Voss-Andreae is therefore either brave or foolhardy to try to represent quantum phenomena tangibly. Perhaps his greatest asset as a former physicist is that he realizes how much we don't know. In some of his works, the inverted commas of analogy are explicit to the knowing eye. Quantum Corral (pictured) materializes something that could hardly be less material: the wave-like properties of electrons, first reported in Nature in 1927. Here, they are represented in a block of wood that has been milled to the contours of electron density seen in 1993 around a ring of iron atoms on the surface of copper through a scanning tunnelling microscope. The gilded surface reminds physicists that it is the mobility of surface electrons in the metal that accounts for its reflectivity, and the coloration of gold is itself a relativistic effect of the metal's massive nuclei. For art historians, this gilding invokes the crown-like haloes of medieval altarpieces, but could also allude to the way gold was reserved in Renaissance art for the intangible: the other-worldly light of heaven.
That's Philip Ball describing physicist-artist Julian Voss-Andreae's Quantum Corral for Nature.

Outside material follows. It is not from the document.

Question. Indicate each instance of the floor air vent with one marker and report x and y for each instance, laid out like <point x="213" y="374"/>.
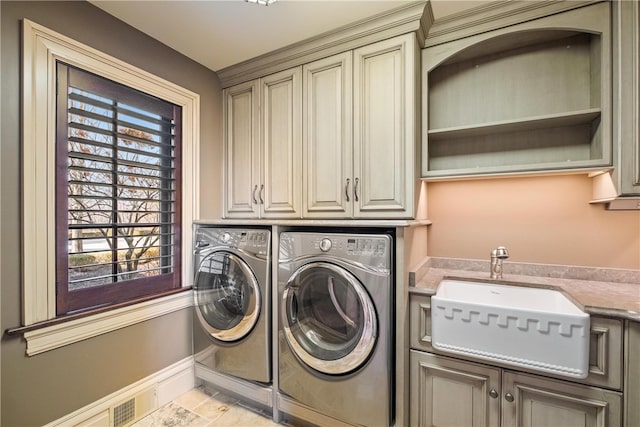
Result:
<point x="124" y="413"/>
<point x="131" y="410"/>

Unfortunately the full article is subscriber-only, but you can also read it at Philip Ball's blog, homonculus - with comments from Voss-Andreae.
I love the way Ball draws parallels between Renaissance gilding and gold atoms, moving from our common associations with gold (crowns, haloes) to imply more esoteric examples from various disciplines (Rutherford's gold-foil experiment leaps to my mind - as do the swirling rhythms of the Battersea shield,which is actually bronze). This is the kind of evocative free-association triggered by good writing and good art - both Ball and Voss-Andreae are very good at what they do!
There's an interview with Voss-Andreae in his studio (by Oregon Public Broadcasting) below the fold.
You may recognize the piece he's making - it's Angel of the West, an antibody-inspired (and da Vinci-inspired) sculpture seen a couple of years ago on Boing Boing.
Matter Wave Project V: Exhibition "Quantum Objects" featuring work by Julian Voss-Andreae runs October 2009 - April 2010 in the American Center for Physics, College Park, MD. Flyer here (pdf).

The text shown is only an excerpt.